One of the things that had struck us after these few days of driving through the desert was how interchangeable the desert landscape was. At some points with rocky hills jutting out of the sand, sometimes just great expanses of nothing but golden sand (as probably expected) and then the sand would change to a red colour. You could also always tell where the Nile was, as this would be the only area with abundant date palms and other vegetation. This area, particularly along the first stretch of the route, is also scattered with numerous Nubian villages, with their familiar mud-brick houses built within the frame of a courtyard.

Our next day’s destination was another site of pyramids; this time the better known pyramids of Meroe. Here there are apparently over 100 pyramids in two clusters: some very well preserved and others less so. We didn’t see this many, but just seeing the number that we did rising out of the sand dunes was striking. We were also the only other tourists there which made it feel particularly special. After spending some time wandering amongst the ruins, we drove around behind the hill nearby and set up camp. Here we really got our remote desert camping wish, with sand dunes all around and not another person in sight.

After another peaceful and starlit night, we had reached our final day of desert driving before hitting Khartoum. Khartoum isn’t that far from the site of the pyramids, so we decided to visit some temples at Naqa and Musawwarat es Sufra on the way. The site of these is about 30km off the road and we got to experience what it must have been like before the asphalt roads had been built. It sure was dusty driving and everything had a reddish tinge to it afterwards, but it was fun to be offroad.

When we reached Khartoum it was strange to be in such a built up area again. We stayed at the National Camping site, which seems to be used by police or military for a training ground. We’d been recommended the site over the infamous Blue Nile Sailing Club as the toilets and showers are more bearable: we didn’t need telling twice!

After a final night around the braai and campfire with Daniel and Maud, we bid them goodbye as they set off to catch up with their friends who’d slowed down to wait for them. We then headed into the city to get our Ethiopian visas.
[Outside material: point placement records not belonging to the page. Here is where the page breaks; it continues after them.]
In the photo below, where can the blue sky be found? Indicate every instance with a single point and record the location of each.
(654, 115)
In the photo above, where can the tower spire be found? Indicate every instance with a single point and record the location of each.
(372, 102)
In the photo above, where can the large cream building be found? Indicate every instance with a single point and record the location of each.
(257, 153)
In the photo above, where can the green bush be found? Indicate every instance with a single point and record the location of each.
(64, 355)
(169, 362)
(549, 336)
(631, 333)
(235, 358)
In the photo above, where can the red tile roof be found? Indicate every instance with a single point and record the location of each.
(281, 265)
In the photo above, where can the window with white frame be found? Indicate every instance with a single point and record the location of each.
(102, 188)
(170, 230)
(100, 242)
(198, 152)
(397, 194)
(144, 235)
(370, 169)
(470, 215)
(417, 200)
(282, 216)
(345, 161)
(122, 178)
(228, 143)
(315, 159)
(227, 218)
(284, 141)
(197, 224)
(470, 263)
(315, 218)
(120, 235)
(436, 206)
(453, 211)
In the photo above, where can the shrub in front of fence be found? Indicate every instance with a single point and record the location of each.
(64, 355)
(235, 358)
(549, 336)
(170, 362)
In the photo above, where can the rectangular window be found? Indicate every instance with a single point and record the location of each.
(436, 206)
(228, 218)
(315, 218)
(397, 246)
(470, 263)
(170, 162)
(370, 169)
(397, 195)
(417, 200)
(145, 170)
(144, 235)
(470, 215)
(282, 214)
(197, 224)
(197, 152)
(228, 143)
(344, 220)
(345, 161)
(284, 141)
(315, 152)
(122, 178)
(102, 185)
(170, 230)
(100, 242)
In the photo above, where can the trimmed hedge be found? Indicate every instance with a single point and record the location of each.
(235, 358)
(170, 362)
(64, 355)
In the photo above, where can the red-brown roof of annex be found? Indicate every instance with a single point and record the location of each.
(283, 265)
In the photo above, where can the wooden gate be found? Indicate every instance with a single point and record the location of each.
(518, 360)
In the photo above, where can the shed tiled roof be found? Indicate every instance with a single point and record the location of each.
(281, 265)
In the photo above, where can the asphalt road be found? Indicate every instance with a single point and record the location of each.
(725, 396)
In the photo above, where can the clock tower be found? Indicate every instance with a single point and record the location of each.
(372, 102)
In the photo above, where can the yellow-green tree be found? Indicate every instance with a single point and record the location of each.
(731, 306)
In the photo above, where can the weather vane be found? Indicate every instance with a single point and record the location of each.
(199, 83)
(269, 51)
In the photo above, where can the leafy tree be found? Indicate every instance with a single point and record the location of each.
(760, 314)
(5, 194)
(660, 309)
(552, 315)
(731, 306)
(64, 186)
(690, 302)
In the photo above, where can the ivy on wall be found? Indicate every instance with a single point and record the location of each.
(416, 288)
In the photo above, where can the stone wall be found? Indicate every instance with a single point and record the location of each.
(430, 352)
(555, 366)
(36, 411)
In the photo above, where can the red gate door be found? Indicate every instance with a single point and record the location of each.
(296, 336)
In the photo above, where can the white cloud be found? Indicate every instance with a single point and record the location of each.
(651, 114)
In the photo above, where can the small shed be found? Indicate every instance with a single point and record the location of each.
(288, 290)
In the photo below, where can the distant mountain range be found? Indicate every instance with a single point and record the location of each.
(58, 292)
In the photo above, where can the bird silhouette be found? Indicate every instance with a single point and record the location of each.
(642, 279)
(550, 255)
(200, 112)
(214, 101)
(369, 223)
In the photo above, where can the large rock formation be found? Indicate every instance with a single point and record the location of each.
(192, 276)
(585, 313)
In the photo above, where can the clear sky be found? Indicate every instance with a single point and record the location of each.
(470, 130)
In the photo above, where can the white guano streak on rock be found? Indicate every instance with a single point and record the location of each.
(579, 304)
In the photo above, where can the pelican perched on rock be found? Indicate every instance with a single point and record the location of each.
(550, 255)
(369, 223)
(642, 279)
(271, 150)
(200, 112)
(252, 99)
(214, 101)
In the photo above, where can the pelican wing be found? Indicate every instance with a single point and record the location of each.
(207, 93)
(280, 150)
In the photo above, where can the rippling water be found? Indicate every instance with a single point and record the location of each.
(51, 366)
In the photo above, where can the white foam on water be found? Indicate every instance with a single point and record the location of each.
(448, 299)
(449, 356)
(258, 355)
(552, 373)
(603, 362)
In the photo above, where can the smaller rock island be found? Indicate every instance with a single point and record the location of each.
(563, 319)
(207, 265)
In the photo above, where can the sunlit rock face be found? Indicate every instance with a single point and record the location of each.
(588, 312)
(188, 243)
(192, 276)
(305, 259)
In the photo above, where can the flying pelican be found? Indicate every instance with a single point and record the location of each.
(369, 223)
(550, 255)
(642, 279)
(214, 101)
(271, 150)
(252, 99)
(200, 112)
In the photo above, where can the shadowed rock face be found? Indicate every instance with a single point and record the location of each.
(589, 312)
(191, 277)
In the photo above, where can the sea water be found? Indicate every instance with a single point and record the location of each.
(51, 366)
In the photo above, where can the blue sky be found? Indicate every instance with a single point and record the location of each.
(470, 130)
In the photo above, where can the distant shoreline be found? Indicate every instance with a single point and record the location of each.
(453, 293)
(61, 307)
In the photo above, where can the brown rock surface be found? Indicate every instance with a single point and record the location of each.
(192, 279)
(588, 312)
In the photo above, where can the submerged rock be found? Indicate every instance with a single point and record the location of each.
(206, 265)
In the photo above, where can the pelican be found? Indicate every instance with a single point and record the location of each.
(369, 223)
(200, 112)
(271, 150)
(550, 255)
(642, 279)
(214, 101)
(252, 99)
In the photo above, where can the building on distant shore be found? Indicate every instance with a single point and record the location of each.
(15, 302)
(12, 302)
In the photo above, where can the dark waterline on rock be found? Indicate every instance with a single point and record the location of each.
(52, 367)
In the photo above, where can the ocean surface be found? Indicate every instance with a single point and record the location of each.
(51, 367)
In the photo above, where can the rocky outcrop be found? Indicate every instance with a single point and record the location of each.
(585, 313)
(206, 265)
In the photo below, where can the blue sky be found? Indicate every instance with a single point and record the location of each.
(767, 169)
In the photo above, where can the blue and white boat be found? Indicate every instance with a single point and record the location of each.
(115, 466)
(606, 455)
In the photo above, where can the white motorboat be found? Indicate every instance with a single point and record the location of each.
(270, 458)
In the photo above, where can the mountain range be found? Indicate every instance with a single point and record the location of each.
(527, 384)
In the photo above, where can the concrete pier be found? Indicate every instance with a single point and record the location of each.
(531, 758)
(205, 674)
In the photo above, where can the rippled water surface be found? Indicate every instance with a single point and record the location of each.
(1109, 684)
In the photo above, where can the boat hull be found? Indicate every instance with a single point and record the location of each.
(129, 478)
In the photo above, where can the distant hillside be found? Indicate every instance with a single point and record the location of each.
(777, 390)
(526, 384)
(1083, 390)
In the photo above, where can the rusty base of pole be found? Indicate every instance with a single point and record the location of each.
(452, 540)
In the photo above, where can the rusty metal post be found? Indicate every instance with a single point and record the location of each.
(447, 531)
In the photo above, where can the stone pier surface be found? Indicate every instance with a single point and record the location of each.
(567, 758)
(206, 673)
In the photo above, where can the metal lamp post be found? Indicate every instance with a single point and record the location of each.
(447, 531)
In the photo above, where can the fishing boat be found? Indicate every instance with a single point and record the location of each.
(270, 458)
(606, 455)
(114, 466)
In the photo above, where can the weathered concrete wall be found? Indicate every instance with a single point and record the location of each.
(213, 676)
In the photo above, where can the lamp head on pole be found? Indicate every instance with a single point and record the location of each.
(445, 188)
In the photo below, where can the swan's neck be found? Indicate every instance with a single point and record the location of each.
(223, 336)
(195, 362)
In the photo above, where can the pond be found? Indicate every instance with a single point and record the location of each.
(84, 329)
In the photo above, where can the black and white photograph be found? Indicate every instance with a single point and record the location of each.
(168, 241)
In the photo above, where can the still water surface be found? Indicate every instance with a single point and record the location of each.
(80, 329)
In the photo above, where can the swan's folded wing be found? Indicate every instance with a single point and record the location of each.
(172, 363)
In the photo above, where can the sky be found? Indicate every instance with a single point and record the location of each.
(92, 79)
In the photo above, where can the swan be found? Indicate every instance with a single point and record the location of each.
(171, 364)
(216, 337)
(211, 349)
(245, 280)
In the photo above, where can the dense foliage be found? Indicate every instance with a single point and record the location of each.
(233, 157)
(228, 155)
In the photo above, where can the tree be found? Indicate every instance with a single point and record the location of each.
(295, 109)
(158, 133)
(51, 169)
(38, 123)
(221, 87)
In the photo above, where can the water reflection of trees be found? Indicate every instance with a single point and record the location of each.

After a bit of a goose-chase we finally found the embassy and tried to figure out which of the queues we were meant to be in. After witnessing much pushing and shoving, Marcello made it inside the embassy, where things were a lot calmer and we were told we could collect our visas later that day.

The rest of our time in Khartoum was mainly spent catching up on the usual jobs. We also took a trip to the camel market, although there wasn’t much activity going on on this particular day. It was still interesting to see the market and more of the city on the drive through though and we noticed how there are obviously specific areas for different goods, as there would be an array of furniture being sold along one section and then it would change to something else, for example, wood. Organised chaos.

After three nights in Khartoum we set off towards the Ethiopian border at Gallabat and spent another night wild camping about 20km shy of it. We were therefore at the border early the next morning and, other than having to wait for nearly an hour for a man to arrive with the right stamp, the process was very smooth and we were through within a couple of hours.

We were only in Sudan for a short time, but we can safely say it’s one of the friendliest places we’ve ever been to. We obviously only saw part of the North and East of the country and were away from the troubled border with South Sudan, but from what we experienced Sudan appears to have gained an unfair reputation. It’s one of the poorest countries in Africa, if not the world, however the people we met were nothing but generous: be it with wanting to help or with their time. If they asked how you were or whether you were enjoying their country, it was out of genuine interest and they wanted nothing in return. Whilst we’ve also encountered this in other countries, it’s never been as extensive and it was incredibly refreshing.